Outside of the opening episode that establishes Will and Sylvia’s decades long closeness, Platonic has a pleasing formula. Every episode, one of the friends will experience a life crisis or major event of some sort (work troubles, romantic hang-ups, work retreats, house hunting, finding babysitters, divorce parties), they’ll call the other one to help or hang out, frustrations will be vented (often over copious amounts of alcohol or other substances), and eventually they’ll work through the problem together. It’s a winning playbook because Stoller and Delbanco (who trade off writing and directing duties across their collaboration here) ensure that every plot line enhances the lives and relationships of the characters rather than putting them into seemingly random situations. Viewers will always be wondering if there is a romantic spark between Will and Sylvia, but they’ll be easily distracted by the richness of their day to day lives.

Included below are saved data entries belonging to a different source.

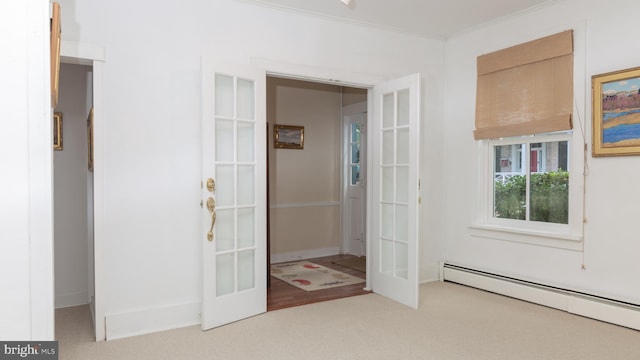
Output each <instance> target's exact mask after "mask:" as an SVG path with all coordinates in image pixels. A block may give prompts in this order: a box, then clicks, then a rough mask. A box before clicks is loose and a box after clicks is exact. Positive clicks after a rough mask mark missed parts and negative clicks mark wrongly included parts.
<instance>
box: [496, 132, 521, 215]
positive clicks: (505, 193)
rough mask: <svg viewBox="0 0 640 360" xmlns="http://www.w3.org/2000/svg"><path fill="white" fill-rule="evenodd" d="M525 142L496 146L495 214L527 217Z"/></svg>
mask: <svg viewBox="0 0 640 360" xmlns="http://www.w3.org/2000/svg"><path fill="white" fill-rule="evenodd" d="M523 148H524V145H523V144H515V145H504V146H494V148H493V149H494V158H495V162H494V164H495V169H494V174H493V178H494V185H493V186H494V188H493V205H494V214H493V215H494V216H495V217H497V218H505V219H517V220H525V219H526V209H527V207H526V205H527V204H526V191H527V189H526V185H527V177H526V173H525V172H523V169H522V159H521V158H522V151H523Z"/></svg>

Will and Sylvia aren’t perfect people, and sometimes they can act horribly to each other and everyone around them, which is why it’s important to have seasoned leads with proven chemistry to make their viewer want to keep watching their life adventures. It’s a chip shot for Stoller, who reunites his Neighbors stars Rogen and Byrne to outstanding effect. Byrne remains one of the most underrated performers in the world today, capable of bouncing back and forth between droll witticisms, over-the-top physical comedy, and heartbreaking drama without cracking a sweat. Her performance as Sylvia is full of energy and life, despite the fact that her character is understandably a very tired person. Rogen, on the other hand, continues to evolve as a performer, playing Will as equal parts likeable, elder millennial hipster stereotype and passionately creative non-conformist. Rogen’s Will is a man at war with himself; both laid back and happy go lucky in his private life, while simultaneously making the lives of his more capitalist minded business partners (Tre Hale, Andrew Lopez) a living hell with his refusal to meet them halfway between making good products and turning a profit. 

Rogen and Byrne get each other’s approach so well that their pairing becomes one for the ages, with Platonic serving as an even better showcase of their chemistry than their previous team-ups. They make the viewer effortlessly believe their shared history, petty annoyances, and longstanding grievances because they possess a shorthand that feels lived-in and never forced. Rogen and Byrne are given sharp writing to start with, but this show is truly magical because of what they can bring to it that isn’t expressly on the page. Their acting partnership taps into something so intangible, viewers will feel like they’ve known Sylvia and Will their entire lives, even if they don’t have any friends remotely like them and regardless or if they like them very much at all when these characters are at their lowest, neediest points.

Stoller and Delbanco offer plenty of great supporting parts for equally capable performers, too, most notably rising star Macfarlane, who balances a sense of good natured goofiness with a palpable need to be loved by a wife his character sees slipping away. Hale paints a picture of slowly fracturing poise as Rogen’s increasingly stressed out business partner, while Lopez rather delicately depicts the brewery’s trend happy, crypto-bro angel investor without too much of sneer to appear cartoonish. Scene stealers are found in the form of Vinny Thomas (as the brewery’s resident oddball employee), Carla Gallo (as Sylvia’s closest female friend), Emily Kimball (as Will’s considerably younger girlfriend), and Macfarlane’s fellow Bros standout Guy Branum as one of Charlie’s co-workers and closest friends.

Together, the cast and creatives of Platonic tap into not only exhaustively explored questions about the nature of heteronormative male-female friendships, but also into a sense of middle aged malaise for a generation of people who are too young to be classified as Gen-X and are on the furthest outskirts of being considered millennials. This aspect of Platonic is so strong and well observed that most viewers wont mind that any potential romantic underpinnings are played at the slowest burn possible. Sylvia and Will are easily identifiable (though not always perfectly loveable) characters in a rich, familiar, easily relatable world. They want to have fun, but they’re slowly redefining what it means to to be social and figuring things out together. Even if nothing happens between Sylvia and Will romantically, it’s still nice to see that they’ve found each other again after years apart. Platonic is a fun show with a nice balance of brains, jokes, and emotional pitfalls, that will make people want to schedule some much needed hangs with their closest bestie.

The first three episodes of Platonic premiere on Apple TV+ starting Wednesday, May 24, 2023, with new episodes releasing in the following weeks.